Encerrados en un túnel transparente
Así pasamos nuestra vida, según Rodríguez-Gaona. Por fortuna, la transparencia nos deja mirar dentro e incluso escuchar voces que se escapan. Los poemas de Madrid, línea circular son, entre otras cosas, apuntes del natural a través de los que el observador, el paseante diurno y noctámbulo –el nocturno es uno de los géneros sobresalientes en este libro-, el poeta plasma el desarraigo de quien está buscando prender en tierra extraña: senegaleses, paquistaníes, chinos, peruanos.
El amor –“Madrugada en la glorieta de Bilbao” es un texto precioso- o la amistad se entretejen en los viajes de ida y de vuelta, pero las palabras que sirven para expresar esos sentimientos suenan tan ásperas como el acento español al oído latinoamericano. Y ése es el hallazgo de una poesía que no suena ni dócil ni tópica ni complaciente.
Rodríguez-Gaona habla de la necesidad de construir un espacio heroico, un proyecto vital destinado al fracaso: ese impulso, enfermizamente humano, lo emparenta con el romanticismo y con aquellos poetas modernistas que se morían de sed en sentido figurado y literal. Me acuerdo del retrato de Rubén Darío que hacía Rafael Reig en su Manual de literatura para caníbales (Debate). En “Retrato con velo negro” percibimos la pulsión tanática de los que han sido mordidos por el arte: la inclinación autodestructiva se atempera con la conciencia de que otras voces interfieren en la poesía para construir el yo en el nosotros.
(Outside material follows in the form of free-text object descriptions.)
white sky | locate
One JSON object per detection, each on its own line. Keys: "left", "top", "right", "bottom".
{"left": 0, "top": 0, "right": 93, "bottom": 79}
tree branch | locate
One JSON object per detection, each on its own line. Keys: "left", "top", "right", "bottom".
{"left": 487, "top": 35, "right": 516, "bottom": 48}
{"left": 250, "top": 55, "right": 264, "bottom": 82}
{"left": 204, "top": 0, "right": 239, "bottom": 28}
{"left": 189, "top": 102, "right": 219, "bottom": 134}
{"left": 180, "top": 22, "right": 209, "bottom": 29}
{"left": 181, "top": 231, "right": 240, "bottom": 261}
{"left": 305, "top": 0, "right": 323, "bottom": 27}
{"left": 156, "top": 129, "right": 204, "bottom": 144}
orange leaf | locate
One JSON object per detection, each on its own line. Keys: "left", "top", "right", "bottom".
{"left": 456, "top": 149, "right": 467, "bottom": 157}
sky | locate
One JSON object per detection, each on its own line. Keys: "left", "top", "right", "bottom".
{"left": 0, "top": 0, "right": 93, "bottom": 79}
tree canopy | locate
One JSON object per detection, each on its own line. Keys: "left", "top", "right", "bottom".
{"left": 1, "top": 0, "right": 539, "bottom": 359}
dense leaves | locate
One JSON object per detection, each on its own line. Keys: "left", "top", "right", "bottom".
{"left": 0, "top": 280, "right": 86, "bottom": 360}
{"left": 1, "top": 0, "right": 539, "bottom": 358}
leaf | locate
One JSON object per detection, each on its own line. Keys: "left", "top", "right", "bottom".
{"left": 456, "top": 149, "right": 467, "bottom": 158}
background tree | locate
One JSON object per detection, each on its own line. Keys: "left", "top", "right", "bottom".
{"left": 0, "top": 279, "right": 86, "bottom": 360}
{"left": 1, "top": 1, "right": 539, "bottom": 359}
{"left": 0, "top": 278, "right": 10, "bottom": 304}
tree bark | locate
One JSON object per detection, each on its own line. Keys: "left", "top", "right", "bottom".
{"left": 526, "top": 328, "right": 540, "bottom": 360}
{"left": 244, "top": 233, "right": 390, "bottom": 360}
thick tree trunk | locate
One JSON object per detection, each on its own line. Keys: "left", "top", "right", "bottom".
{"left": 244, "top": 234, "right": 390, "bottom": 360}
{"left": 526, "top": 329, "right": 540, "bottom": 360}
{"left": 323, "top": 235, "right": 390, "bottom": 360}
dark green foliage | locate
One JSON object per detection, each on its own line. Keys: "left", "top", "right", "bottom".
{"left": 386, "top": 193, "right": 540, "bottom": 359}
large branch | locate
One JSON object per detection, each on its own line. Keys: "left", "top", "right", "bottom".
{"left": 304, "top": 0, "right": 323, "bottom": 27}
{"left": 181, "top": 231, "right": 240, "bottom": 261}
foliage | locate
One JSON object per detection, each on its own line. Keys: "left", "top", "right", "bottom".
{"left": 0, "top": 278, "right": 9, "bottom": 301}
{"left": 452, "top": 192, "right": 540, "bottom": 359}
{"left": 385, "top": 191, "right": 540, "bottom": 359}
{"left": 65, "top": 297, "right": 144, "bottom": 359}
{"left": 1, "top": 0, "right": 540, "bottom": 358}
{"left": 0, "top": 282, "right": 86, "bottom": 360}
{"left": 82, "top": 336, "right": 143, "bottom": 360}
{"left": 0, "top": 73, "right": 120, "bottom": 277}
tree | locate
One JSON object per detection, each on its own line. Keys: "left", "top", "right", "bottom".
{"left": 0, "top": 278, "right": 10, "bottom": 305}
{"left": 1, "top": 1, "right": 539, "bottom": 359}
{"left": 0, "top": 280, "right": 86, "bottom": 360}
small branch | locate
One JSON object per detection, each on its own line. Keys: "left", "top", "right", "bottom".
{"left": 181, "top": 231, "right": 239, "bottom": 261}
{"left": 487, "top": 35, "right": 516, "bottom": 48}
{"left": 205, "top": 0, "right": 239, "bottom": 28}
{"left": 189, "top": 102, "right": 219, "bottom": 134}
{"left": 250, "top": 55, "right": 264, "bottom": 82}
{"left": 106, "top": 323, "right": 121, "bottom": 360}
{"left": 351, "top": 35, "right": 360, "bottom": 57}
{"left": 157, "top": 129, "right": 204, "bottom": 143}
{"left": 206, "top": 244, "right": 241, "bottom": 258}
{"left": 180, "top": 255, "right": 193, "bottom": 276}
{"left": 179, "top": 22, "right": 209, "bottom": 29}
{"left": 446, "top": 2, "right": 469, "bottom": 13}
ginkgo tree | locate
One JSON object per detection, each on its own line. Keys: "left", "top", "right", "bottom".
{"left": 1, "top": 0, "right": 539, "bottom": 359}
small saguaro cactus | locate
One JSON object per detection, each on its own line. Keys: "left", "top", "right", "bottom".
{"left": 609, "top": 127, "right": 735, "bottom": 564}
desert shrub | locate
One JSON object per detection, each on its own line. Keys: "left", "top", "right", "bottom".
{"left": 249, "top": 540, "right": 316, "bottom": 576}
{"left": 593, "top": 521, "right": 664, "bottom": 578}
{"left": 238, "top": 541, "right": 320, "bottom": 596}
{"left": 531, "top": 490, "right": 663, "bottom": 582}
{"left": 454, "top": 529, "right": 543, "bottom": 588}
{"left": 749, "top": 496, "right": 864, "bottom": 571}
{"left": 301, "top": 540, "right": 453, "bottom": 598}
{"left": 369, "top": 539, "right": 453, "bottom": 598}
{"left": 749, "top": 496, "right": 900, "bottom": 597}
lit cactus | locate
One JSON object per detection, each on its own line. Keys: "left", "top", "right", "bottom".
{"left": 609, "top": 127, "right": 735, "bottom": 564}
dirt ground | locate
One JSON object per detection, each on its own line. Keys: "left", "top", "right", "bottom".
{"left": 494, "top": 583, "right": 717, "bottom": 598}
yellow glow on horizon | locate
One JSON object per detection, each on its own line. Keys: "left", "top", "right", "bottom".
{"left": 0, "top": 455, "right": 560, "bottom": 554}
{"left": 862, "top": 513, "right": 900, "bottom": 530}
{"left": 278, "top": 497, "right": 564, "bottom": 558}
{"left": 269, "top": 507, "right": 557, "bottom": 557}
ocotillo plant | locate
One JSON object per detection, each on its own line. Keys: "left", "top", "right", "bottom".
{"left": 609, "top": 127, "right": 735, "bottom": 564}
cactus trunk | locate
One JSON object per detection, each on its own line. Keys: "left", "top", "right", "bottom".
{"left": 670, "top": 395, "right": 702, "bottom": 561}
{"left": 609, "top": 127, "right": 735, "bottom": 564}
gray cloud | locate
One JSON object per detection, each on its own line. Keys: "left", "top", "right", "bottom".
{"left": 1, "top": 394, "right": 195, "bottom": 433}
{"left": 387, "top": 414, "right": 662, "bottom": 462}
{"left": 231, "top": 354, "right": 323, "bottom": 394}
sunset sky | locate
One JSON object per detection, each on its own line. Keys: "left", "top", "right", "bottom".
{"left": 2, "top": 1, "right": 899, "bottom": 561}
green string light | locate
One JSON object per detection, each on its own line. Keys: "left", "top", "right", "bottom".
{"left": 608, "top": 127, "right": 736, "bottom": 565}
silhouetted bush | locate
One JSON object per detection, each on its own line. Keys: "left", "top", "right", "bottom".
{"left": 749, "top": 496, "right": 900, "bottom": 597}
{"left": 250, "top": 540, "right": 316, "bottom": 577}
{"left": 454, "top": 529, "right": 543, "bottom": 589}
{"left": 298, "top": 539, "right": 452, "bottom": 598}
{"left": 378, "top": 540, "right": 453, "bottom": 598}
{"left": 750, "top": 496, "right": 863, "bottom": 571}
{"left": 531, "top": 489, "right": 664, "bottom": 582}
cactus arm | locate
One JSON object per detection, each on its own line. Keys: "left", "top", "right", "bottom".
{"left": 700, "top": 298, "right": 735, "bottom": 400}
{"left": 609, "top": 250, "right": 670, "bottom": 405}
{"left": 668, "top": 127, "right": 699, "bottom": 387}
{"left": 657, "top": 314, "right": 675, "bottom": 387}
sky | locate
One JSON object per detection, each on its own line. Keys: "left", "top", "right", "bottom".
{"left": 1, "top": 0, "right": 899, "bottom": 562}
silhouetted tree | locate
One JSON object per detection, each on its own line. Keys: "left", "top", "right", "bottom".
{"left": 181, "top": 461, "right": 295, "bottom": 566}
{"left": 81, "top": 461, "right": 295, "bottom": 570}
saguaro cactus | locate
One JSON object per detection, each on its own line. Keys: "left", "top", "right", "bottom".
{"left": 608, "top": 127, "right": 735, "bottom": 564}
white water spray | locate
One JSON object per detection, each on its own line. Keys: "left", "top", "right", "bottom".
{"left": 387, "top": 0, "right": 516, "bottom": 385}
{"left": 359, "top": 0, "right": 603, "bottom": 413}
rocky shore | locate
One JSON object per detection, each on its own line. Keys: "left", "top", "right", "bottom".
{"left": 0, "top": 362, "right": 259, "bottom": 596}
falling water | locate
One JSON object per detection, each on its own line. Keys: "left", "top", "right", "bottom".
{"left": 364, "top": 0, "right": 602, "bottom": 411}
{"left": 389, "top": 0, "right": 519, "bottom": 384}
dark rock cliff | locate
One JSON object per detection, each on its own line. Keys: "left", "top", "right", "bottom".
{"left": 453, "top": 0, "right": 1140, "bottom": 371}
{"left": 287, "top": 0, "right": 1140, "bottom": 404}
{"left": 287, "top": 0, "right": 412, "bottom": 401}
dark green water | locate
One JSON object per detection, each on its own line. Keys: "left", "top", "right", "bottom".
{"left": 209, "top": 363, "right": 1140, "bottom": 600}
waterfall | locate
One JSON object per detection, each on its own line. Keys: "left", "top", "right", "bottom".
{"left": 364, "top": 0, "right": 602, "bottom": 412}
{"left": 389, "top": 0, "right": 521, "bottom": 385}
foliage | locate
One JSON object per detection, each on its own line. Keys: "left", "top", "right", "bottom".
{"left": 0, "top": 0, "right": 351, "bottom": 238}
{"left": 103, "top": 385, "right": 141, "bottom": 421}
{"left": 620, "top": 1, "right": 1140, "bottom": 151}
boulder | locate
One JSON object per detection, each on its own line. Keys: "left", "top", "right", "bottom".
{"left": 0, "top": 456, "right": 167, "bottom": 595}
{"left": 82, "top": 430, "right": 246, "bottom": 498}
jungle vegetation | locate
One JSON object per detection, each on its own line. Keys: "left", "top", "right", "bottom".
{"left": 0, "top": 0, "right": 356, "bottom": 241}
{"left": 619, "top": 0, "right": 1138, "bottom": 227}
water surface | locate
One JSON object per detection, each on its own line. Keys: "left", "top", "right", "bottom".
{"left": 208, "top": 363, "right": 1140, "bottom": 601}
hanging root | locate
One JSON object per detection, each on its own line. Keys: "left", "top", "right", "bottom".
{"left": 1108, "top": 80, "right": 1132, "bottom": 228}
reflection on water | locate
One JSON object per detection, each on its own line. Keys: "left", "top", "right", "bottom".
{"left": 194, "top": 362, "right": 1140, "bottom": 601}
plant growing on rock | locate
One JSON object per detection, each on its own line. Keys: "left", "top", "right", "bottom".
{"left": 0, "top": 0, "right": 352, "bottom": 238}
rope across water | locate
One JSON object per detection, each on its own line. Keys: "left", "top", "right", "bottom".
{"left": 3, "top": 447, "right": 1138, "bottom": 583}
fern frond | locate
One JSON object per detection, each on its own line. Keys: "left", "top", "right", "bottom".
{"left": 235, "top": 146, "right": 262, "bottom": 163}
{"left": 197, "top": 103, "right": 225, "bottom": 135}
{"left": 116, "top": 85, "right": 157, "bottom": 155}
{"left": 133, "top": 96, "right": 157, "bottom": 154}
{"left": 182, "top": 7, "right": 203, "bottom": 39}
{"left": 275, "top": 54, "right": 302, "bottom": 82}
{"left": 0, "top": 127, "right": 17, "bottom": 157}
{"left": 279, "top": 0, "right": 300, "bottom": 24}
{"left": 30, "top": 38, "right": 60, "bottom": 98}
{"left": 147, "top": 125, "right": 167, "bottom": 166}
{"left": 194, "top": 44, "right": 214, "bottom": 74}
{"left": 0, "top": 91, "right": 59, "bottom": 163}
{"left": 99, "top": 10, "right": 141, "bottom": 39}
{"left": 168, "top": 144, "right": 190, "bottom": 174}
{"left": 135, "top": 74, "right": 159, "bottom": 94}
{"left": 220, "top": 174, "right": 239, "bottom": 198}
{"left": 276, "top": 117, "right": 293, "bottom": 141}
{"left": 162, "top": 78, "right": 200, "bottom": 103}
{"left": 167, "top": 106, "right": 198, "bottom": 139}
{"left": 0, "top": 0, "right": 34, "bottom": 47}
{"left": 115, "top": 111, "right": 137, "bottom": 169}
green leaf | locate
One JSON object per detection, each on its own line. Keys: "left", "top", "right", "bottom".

Los personajes que deambulan por estas líneas de metro buscan una patria que no proporcionan las gestas futbolísticas. Rodríguez-Gaona, paseante y poeta, sujeto y objeto de su propia palabra, deconstruye con razón el paraíso. Su manera de mirar, dolorosa y escorada, contempla alegrías extrañas: como la de los muchachos que tocan de madrugada los tambores porque “no tener vida es el motivo para la mayor alegría.” Sin expectativas llegan las explosiones báquicas y el verle a la luna siempre el reverso oscuro.
Rodríguez-Gaona ofrece apuntes muy interesantes sobre su propia poética. Antes, el curioso lector se queda alucinado leyendo “Finis desolatrix veritae”: un poema/instalación/poliedro donde las historias de la anarquista Lucía Sánchez Saornil y el escritor fascista Giménez Caballero se entrecruzan con las peripecias románticas de Lucía Lapiedra/Miriam Sánchez, Pipi Estrada y Terelu Campos. Más allá de los propósitos confesos del poeta, las hogueras de las vanidades y la cultura pop, laten dos preguntas: ¿puede la poesía ser popular? Y, sobre todo, ¿qué es digno de ser contado? Averígüenlo ustedes mismos. No van a arrepentirse.